2.2Het is vaste rechtspraak van de Afdeling dat voor de vraag of de wijziging van een bestaand project significante gevolgen kan hebben, een vergelijking wordt gemaakt van de gevolgen van het bestaande project in de referentiesituatie en de gevolgen van het project na wijziging. De referentiesituatie wordt ontleend aan de geldende natuurvergunning of, bij het ontbreken daarvan, aan de milieutoestemming die gold op de referentiedatum (dat is het moment waarop artikel 6 van de Habitatrichtlijn van toepassing werd voor het betrokken Natura 2000-gebied), tenzij nadien een milieutoestemming is verleend voor een activiteit met minder gevolgen. Dan geldt die toestemming als referentiesituatie. Een referentiesituatie kan niet worden ontleend aan een natuurvergunning of milieutoestemming die is vervallen of geëxpireerd.
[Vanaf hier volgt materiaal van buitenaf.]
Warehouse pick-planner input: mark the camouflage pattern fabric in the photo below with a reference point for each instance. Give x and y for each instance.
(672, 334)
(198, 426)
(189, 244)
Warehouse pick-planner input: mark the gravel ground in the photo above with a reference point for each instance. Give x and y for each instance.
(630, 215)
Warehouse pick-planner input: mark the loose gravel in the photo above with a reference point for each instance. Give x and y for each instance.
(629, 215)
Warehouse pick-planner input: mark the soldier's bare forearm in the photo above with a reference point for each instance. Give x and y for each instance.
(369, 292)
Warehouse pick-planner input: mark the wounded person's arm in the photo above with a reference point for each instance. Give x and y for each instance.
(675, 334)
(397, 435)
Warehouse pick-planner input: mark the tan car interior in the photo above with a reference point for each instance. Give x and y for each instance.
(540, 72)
Als de wijziging van een project niet leidt tot een toename van stikstofdepositie ten opzichte van de referentiesituatie, dan is op grond van objectieve gegevens uitgesloten dat die wijziging significante gevolgen heeft. Dat heet intern salderen en het project is dan niet vergunningplichtig. Als de wijziging of uitbreiding van een project ten opzichte van de referentiesituatie leidt tot een toename van stikstofdepositie op reeds overbelaste stikstofgevoelige natuurwaarden in een Natura 2000-gebied, dan moeten de gevolgen van die toename worden onderzocht. Als uit dat onderzoek volgt dat significante gevolgen niet op voorhand op grond van objectieve gegevens kunnen worden uitgesloten (voortoets), dan is het project vergunningplichtig en moet een passende beoordeling worden gemaakt. Zie bijvoorbeeld de uitspraak van de Afdeling van 14 juli 2021, ECLI:NL:RVS:2021:1507, rechtsoverweging 7. 3. Verweerder heeft aan het bestreden besluit ten grondslag gelegd dat eiseres op
28 februari 2014 een melding op grond van artikel 1.10 van het Activiteitenbesluit milieubeheer (Activiteitenbesluit) heeft gedaan voor het houden van 98 melk- en kalfkoeien ouder dan 2 jaar en 83 stuks vrouwelijk jongvee tot 2 jaar. Volgens verweerder moet die melding worden aangemerkt als de kleinste milieutoestemming sinds de relevante aanwijsdata van de betrokken Natura 2000-gebieden. Nu eiseres niet over een natuurvergunning beschikt, is de situatie uit de melding van 28 februari 2014 volgens verweerder in dit geval de referentiesituatie. Uit de berekening met AERIUS Calculator (AERIUS-berekening) van 21 oktober 2020, kenmerk RduA6N7FgaUx, blijkt dat de aangevraagde situatie ten opzichte van de situatie uit de melding van 28 februari 2014 een toename van stikstofdepositie op omliggende Natura 2000-gebieden en dus een verslechtering van de kwaliteit van die gebieden tot gevolg heeft. Daarom kan de gevraagde Wnb-vergunning niet worden verleend, aldus verweerder.
De beroepsgronden van eiseres
4. Eiseres heeft in beroep aangevoerd dat het college van burgemeester en wethouders van de toenmalige gemeente [plaats 2] op 28 april 1999 op grond van de Wet milieubeheer aan haar een revisievergunning heeft verleend voor het houden van 116 melk- en kalfkoeien ouder dan 2 jaar en 116 stuks vrouwelijk jongvee tot 2 jaar. Volgens eiseres bevat deze vergunning de kleinste milieutoestemming sinds de relevante aanwijsdata van de betrokken Natura 2000-gebieden, zodat de situatie waarvoor in deze vergunning toestemming is verleend voor dit geval als referentiesituatie moet gelden. Zij is, kort samengevat, van mening dat verweerder ten onrechte heeft geconcludeerd dat met de melding van 28 februari 2014 het aantal stuks vee dat in de inrichting wordt gehouden is verminderd. Eiseres heeft namelijk nooit beoogd om met die melding een verandering van het veebestand te melden.
Bovendien kan alleen een melding op grond van het Activiteitenbesluit volgens eiseres niet tot gevolg hebben dat rechten die in een milieuvergunning zijn toegekend gedeeltelijk komen te vervallen.
Eiseres heeft verder aangevoerd dat uit de door haar overgelegde AERIUS-berekeningen blijkt dat de aangevraagde situatie ten opzichte van de situatie uit de revisievergunning van 28 april 1999 niet leidt tot een toename van stikstofdepositie op Natura 2000-gebieden. Zij is daarom van mening dat sinds 1 januari 2020 voor de aangevraagde situatie geen vergunning op grond van artikel 2.7, tweede lid, van de Wnb meer is vereist.